In a February 20th Forbes article, Peter Ubel posted an email exchange he had with Richard Thaler, one of the founders of the field of behavioral economics. In it, Thaler remarks:
I certainly agree that the definition of behavioral economics has been abused.
Thaler's gripe comes down to a few things:
- A nudge is not always an example of behavioral economics (and vice versa)
- People often mistake examples of social psychology for behavioral economics
- People without formal training (a PhD in economics) are labeling themselves as behavioral economists
I agree with Thaler that all three of his points are common, and that they're all problems. But I wonder if the "abused" issue goes a bit further? The definition of behavioral economics may have been abused partly because it doesn't seem like it's ever been that well-defined. And if a term isn't well-defined, won't people be more likely to (unintentionally) abuse it?

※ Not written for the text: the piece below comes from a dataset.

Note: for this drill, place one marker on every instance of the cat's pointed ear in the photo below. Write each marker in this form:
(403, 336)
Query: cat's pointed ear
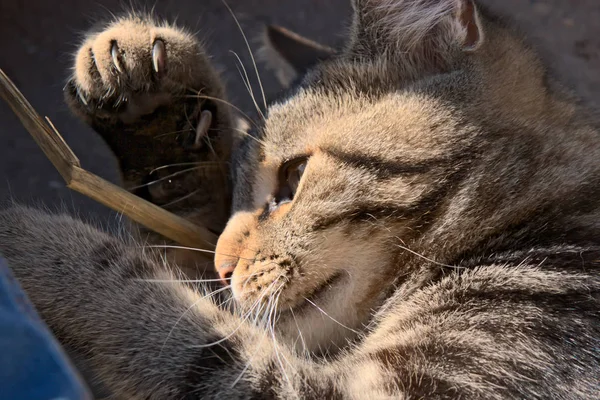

To be clear, there are many definitions of behavioral economics out there. But my criticism stems from a lack of specificity within most of these definitions - most only go so far as to define the field as either an explanation of "irrational behavior," or that it's simply a modification of economics with principles of psychology.
Knowing that behavioral economics is an attempt to make economic models more accurate with insights from psychology isn't very descriptive, though (and this doesn't get rid of the blank look on the faces of my friends when I explain what I do...). Can we develop a framework from this? Based off of all of the research to-date, what's the more descriptive definition?

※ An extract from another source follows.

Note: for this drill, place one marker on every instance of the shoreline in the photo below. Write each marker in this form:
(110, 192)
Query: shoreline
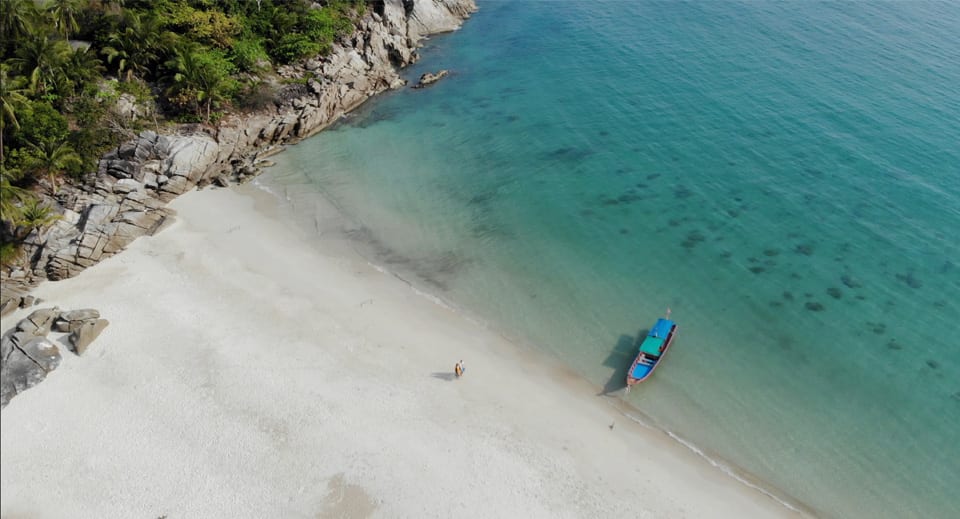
(274, 368)
(340, 226)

let's take a look at Some definitions OF B.E. over the past fifteen years
2000: Richard Thaler and Sendhil Mullainathan published 'Behavioral Economics,' where they partly defined it as:
"...three important ways in which humans deviate from the standard economic model. Bounded rationality... Bounded willpower... Bounded self-interest..."
2002: Colin Camerer and George Loewenstein released 'Behavioral Economics: Past, Present, and Future,' where they roughly echoed this partial definition:
"Other assumptions simply acknowledge human limits on computational power, willpower, and self-interest."

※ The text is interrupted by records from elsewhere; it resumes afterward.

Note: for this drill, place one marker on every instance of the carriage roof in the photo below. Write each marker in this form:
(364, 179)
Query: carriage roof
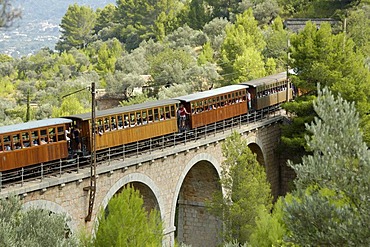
(266, 80)
(33, 125)
(125, 109)
(211, 93)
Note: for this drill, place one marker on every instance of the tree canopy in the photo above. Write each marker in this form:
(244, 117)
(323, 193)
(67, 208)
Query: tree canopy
(330, 205)
(247, 190)
(31, 227)
(125, 222)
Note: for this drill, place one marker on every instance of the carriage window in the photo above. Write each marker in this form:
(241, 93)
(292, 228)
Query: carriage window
(113, 123)
(120, 121)
(25, 139)
(17, 142)
(7, 143)
(205, 105)
(173, 112)
(132, 120)
(138, 118)
(126, 121)
(150, 115)
(35, 138)
(43, 136)
(106, 124)
(99, 125)
(52, 136)
(61, 133)
(156, 114)
(167, 111)
(161, 115)
(144, 117)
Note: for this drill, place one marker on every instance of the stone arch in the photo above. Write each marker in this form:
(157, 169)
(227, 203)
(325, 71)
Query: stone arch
(256, 146)
(52, 207)
(203, 160)
(130, 178)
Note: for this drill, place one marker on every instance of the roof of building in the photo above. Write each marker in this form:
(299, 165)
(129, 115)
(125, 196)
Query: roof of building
(33, 125)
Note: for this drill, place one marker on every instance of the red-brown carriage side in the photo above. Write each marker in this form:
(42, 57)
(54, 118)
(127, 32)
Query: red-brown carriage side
(123, 125)
(215, 105)
(33, 142)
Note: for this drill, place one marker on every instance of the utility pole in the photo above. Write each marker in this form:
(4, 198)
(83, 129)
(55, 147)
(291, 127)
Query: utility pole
(287, 70)
(92, 187)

2006: Erik Angner and George Loewenstein wrote in their own 'Behavioral Economics:'
"...behavioral economics emerged in reaction to the notion that entities like cognitive and affective states cannot be directly observed... [it] emerged in reaction to neoclassical economics..."
"We coined the term ‘behavioural insights’ in 2010 to help bring together ideas from a range of inter-related academic disciplines (behavioural economics, psychology, and social anthropology). These fields seek to understand how individuals take decisions in practice and how they are likely to respond to options."
2013: The ideas42 folks authored a short paper with CGD on what behavioral economics isn't:
"Behavioral economics is not about controlling behavior... is not liberal (or conservative)... is not about irrationality. ...Behavioral economists study how the context of decisions interacts with our expanding understanding of human psychology."
So where does this leave us?
I made this point in December, and Colin Camerer repeated the definition from his 2002 paper:
I agree with Colin (especially since he has 1,000x the credibility as me). This is really the only "framework" I've stumbled across - and it seems to originate from Dick and Sendhil's earlier-referenced 2000 paper 'Behavioral Economics.' That is, behavioral economics helps us to understand that, under situations of economic decision-making, there are significant limits to:
- Cognitive function / computation
But under a 2015 lens, this framework holds up in some places, and might be somewhat lacking in others. Limits to "rationality" and "cognitive function / computation" translate to heuristic-based decision-making and the various cognitive biases that come from it (think most of Kahneman's work). So that fits nicely.
"Bounded willpower" covers the concept of the intention-action gap (Ex: I have the "intention" to go to the gym five days a week, but do I actually consistently do those "actions?"), and is a hot topic in many domains (see Ben Castleman & Lindsay Page's fantastic work in education, or Katy Milkman's work in various topics as stellar examples). But I'd argue that this piece of the framework could be better described as general limitations on self-control, not just willpower (willpower assumes an intention, self-control doesn't necessarily).
Further, "bounded self-interest" stems mainly from findings in behavioral game theory (h/t Matt Darling), and doesn't translate very well to the expansive work that's been done with respect to integrating social psychology into economics. For example, where does something like affective decision-making fall?
So that leaves us with?
- We often use simple rules of thumb when making decisions (heuristics), which can elicit cognitive biases
- There are limits to our own self-control
- We are often significantly influenced by various social contexts
I actually feel pretty comfortable with this as a general, basic framework, but I'd be very curious to hear about other frameworks people use or have seen. Has anyone else come across other definitions? Is a framework even appropriate?
*UPDATE: Erik Angner remarked that his definition of behavioral economics in his and Loewenstein's 2004 paper is actually this:
These days, as it is typically employed, “behavioral economics” refers to the attempt to increase the explanatory and predictive power of economic theory by providing it with more psychologically plausible foundations. By "psychologically plausible" we mean consistent with the best available psychology.
I think this is the definition, but as I mentioned above, what I'm pushing for is a framework to better capture what behavioral economics specifically tells us.